Rome’s mental health court due in January; Judge Jack Niedrach to outline new service Oct. 6 during Mental Illness Awareness Week.

 

By Sarah O’Carroll for Hometown Headlines

Superior Court Judge Jack Niedrach will outline an adult mental health court expected to begin accepting participants in January during a speech at Trinity United Methodist Church in Rome beginning at 7 p.m. on Oct. 6.

A candle-lighting ceremony will follow Niedrach’s speech, according to Jim Moore, president of Rome’s National Alliance on Mental Illness, who is coordinating Mental Illness Awareness Week activities for the week Oct. 4-10.

The awareness week will conclude with a NAMI Walk at Heritage Park beginning at noon on Saturday, Oct. 10. Moore says walk day also will feature live music and a “Best Dressed Pet” contest with prizes. Moore’s goals are 400 participants and $50,000 raised to help the organization expand programs in Rome and Northwest Georgia.

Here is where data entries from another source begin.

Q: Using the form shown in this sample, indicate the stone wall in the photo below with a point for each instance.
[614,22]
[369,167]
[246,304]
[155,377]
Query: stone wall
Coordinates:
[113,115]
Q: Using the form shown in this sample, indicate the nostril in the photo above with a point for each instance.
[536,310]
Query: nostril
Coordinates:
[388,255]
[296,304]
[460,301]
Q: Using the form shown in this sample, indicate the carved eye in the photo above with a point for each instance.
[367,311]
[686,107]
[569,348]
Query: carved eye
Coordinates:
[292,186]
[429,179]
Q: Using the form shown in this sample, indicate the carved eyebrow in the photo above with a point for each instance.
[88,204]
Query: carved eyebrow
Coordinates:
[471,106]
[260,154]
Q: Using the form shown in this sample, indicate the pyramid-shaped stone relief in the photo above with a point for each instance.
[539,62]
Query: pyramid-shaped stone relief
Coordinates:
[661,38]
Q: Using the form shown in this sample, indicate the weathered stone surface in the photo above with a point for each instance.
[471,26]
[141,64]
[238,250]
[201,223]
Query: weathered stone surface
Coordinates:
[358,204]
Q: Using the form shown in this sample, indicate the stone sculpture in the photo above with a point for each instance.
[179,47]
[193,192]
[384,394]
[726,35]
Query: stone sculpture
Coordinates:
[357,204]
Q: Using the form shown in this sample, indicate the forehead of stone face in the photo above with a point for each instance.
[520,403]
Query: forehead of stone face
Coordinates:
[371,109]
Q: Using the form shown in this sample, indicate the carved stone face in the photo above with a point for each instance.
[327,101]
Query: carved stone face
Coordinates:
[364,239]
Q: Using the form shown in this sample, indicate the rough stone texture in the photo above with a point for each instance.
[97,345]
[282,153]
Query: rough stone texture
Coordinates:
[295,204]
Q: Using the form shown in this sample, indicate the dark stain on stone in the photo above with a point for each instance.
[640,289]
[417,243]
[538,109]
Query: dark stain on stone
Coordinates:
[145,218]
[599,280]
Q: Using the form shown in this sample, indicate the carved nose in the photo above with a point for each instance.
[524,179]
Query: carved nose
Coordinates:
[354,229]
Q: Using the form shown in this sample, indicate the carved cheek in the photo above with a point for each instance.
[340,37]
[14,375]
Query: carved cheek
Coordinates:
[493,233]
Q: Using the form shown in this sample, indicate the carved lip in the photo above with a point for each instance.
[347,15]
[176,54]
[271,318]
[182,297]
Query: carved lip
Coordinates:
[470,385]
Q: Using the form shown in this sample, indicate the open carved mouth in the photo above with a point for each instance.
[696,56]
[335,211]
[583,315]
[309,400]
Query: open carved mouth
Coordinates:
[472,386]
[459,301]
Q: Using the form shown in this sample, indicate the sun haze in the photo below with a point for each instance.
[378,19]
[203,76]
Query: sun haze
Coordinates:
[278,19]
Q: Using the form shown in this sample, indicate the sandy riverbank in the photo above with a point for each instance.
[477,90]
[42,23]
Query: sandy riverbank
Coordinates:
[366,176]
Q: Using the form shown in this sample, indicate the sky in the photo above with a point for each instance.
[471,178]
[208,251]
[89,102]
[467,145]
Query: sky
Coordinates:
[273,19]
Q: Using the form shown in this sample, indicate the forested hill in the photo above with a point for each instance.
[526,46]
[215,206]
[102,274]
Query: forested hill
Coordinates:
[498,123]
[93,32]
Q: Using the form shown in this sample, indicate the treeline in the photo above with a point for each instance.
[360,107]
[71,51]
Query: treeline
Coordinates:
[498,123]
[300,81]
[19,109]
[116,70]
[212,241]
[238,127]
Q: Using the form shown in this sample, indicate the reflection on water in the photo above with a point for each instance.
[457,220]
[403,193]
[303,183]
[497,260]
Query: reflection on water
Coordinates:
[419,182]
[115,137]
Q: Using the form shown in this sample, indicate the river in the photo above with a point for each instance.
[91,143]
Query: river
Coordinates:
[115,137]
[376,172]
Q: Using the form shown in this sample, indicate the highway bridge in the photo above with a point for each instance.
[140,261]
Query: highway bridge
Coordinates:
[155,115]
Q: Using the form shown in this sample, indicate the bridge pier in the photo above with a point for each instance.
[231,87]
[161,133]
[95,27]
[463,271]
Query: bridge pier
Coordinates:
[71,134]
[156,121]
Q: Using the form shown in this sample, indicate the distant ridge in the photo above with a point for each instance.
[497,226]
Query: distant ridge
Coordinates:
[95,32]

Rome’s mental health court is the one of the newest courts of a growing state network of “accountability” courts aimed at veterans, drug or DUI offenders and the mentally ill. The accountability court program was created to provide alternatives to incarcerating non-violent offenders, as well to reduce the state’s prison population, according to the Criminal Justice Coordinating Council website.

Niedrach is the judge responsible for Rome’s grant-funded mental health court, one of 24 such courts in the state funded for fiscal year 2016, according to the Council of Accountability Court Judges of Georgia. Also funded are 12 veterans courts and 47 adult drug courts.

“I’m excited about this,” Niedrach says. “One aspect of it is saving state money but the other side is to address mental illness in a better approach in order to provide better assistance.”

Floyd County received a $114,000 state grant to establish the mental health court, according to Niedrach. The court will hold sessions once per week, with capacity for 12 to 25 participants, he says.

Participants will be determined based on the risk they pose of re-offending and on the severity of their mental illness, he says, factors to be determined as part of a referral process administered by representatives from Rome’s district attorney’s office, the public defender’s office, sheriff’s office and the probation office.

“We deal with [persons with mental illnesses] all the time,” Niedrach says. “This is a new model that will require the system to treat them better.”

Most participants with mental illnesses have committed non-serious criminal offences, such as trespassing, simple battery or drug possession, according to Niedrach. The mental health court is intended to “address these crimes in a more effective way” than by simply incarcerating people, he says.

The funding grant is part of the Georgia Accountability Court Program established by the Georgia state legislature in 2012, Neidrach says.